Approaches from Pierre BOURDIEU's (1972) theory of practice are applied. According to his ideas, the framework of human action is negotiated in practice, i.e. in physical accomplishment. Handmade ceramic production offers a well-suited practice for visualizing such negotiation processes, since the production of a vessel requires a complex sequence of technical and stylistic decisions and maps learning processes.
The ceramic vessels will be studied using a "chaîne opératoire" approach, i.e., their production will be decomposed into individual levels of decision-making. In this way, "communities of practice" (WENGER 1998) can be identified, which are characterized by similar decision-making processes.

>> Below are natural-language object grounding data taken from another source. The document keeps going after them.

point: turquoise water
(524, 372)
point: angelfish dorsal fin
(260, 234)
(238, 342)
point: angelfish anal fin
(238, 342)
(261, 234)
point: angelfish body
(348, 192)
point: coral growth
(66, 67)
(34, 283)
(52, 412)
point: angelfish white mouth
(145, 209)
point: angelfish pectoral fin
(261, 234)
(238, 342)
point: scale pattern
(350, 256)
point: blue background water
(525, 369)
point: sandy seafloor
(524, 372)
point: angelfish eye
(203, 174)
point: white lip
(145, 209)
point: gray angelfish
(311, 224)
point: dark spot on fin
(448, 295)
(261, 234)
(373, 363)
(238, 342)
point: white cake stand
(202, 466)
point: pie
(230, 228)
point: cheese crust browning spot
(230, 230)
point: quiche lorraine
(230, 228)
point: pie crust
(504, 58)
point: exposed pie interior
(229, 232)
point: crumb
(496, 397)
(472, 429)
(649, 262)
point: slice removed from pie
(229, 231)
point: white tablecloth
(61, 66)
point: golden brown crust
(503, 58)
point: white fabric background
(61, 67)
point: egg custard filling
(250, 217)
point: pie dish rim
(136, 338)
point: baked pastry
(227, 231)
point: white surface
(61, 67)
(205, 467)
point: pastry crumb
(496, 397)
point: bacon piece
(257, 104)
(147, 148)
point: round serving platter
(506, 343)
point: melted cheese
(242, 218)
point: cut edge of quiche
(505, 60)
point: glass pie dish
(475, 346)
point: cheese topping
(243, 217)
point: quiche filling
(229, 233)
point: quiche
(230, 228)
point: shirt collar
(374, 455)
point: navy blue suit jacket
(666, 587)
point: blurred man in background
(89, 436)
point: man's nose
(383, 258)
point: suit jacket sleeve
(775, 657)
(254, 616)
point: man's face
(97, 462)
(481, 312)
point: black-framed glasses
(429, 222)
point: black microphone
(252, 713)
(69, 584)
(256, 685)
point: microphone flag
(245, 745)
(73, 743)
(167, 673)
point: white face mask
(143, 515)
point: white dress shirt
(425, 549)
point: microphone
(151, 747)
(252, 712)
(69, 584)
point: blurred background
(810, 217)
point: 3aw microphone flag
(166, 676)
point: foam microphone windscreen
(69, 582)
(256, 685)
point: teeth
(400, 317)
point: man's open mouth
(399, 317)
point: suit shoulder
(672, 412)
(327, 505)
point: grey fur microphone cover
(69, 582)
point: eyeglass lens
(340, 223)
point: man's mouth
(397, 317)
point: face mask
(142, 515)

Overall, the following hypotheses are tested: In the early third millennium B.C. in the Upper Swabian settlements of the so-called "Goldberg-III-group" people lived together who had learned the craft of pottery production in different communities ("Communities of Practice"). This distinguishes the Upper Swabian settlements from contemporaneous settlements in Eastern Switzerland and at Lake Constance. The varying degrees of plurality in pottery practices must be understood against the background of factors that affect mobility and exchange among actors. These potentially include: transport geographic location of settlements in space, settlement duration, economic organization, and dependence of settlements.


P. BOURDIEU, Outline of a Theory of Practice (Sinzheim 42015[French original 1972]).
E. WENGER, Communities of practice: learning, meaning and identity (Cambridge 1998).
H. SCHLICHTHERLE, The Goldberg III Group in Upper Swabia. In: H. Schlichtherle/M. Strobel (eds.), Aktuelles zu Horgen - Cham - Goldberg III - Schnurkeramik in Süddeutschland. Round table Hemmenhofen 26.06.1998. Hemmenhofen scripts 1 (Freiburg i. Br. 1999) 35-48.